Although this will involve "creating" the necessary documentation to qualify for a conforming loan, Ezekiel focuses on the promise of a lower interest rate, which will mean a lower monthly payment, along with other buyer assistance monies. Plus, he is told that it is far less complicated than the options Alisa and Rose had thoroughly explained.

At this point, Alisa and Rose are very frustrated by Ezekiel’s behavior. Did they do too much explaining? Where did they go wrong? They had nothing but Ezekiel’s best interests in mind, yet he chose to circumvent the entire process and work with a lender who does not explain anything. Instead, he says only what Ezekiel wants to hear and finishes every sentence with, "Don’t worry. I’ll take care of everything."

Mordidas: bribes or ‘bites’?

It’s no secret that bribery is a way of life in many Latin American countries. In some parts of Mexico people refer to bribes as "mordidas" — it translates in English to "bites." So it is fair to assume that many folks coming from Latin American countries have this mentality or custom.

After observing many cases I have come to the conclusion that most of these individuals never once believed they were breaking the law — much less doing something criminal by "creating" necessary documents to obtain a loan or paying someone to "create" false documents. However, in our country these actions are labeled "forgery" and "fraud" and with them come serious consequences.

One would-be homebuyer explained it to me like this: "If my family is hungry and I have no money, I don’t think it’s a crime to steal food to feed them. So if my family needs a home, and they deserve a home, who am I harming by creating a paper that will get us a home?"

So there you have it, in a nutshell. You have the family who wants to be homeowners and who do not believe they are harming anyone by fraudulently obtaining a loan. Then you have the unscrupulous predators that understand this immigrant mentality and knowingly break the law and fleece their victims in the process, to line their own wallets.
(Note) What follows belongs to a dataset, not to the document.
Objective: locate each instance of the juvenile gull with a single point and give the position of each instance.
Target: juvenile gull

It’s a sad state of affairs.

Unfortunately, I do not have a solution — but I am seeking to shine the light on an ongoing problem.
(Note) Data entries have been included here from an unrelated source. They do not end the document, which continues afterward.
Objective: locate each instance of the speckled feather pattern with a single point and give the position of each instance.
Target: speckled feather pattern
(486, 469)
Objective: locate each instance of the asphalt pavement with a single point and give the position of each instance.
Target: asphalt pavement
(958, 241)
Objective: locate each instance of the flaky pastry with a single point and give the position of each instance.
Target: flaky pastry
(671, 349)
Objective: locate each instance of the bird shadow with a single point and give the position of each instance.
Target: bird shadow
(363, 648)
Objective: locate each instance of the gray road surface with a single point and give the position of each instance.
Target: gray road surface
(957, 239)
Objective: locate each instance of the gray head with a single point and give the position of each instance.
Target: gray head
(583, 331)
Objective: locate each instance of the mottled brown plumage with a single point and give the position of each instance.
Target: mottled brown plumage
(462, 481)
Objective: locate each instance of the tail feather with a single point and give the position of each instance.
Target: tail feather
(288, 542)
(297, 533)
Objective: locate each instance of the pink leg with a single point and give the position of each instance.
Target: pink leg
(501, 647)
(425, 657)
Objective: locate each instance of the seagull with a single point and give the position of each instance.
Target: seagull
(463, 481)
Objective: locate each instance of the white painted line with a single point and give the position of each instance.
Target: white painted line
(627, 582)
Margie O’Campo de Castillo is the broker for Arizona Dream Realty LLC. She has worked in the real estate industry since the 1980s as a Realtor, public speaker, educator, Hispanic-market expert, moderator, panelist and presenter. She has served as president of the Arizona chapter of the Hispanic Association of Real Estate Professionals and the Board of the National Association of Hispanic Real Estate Professionals.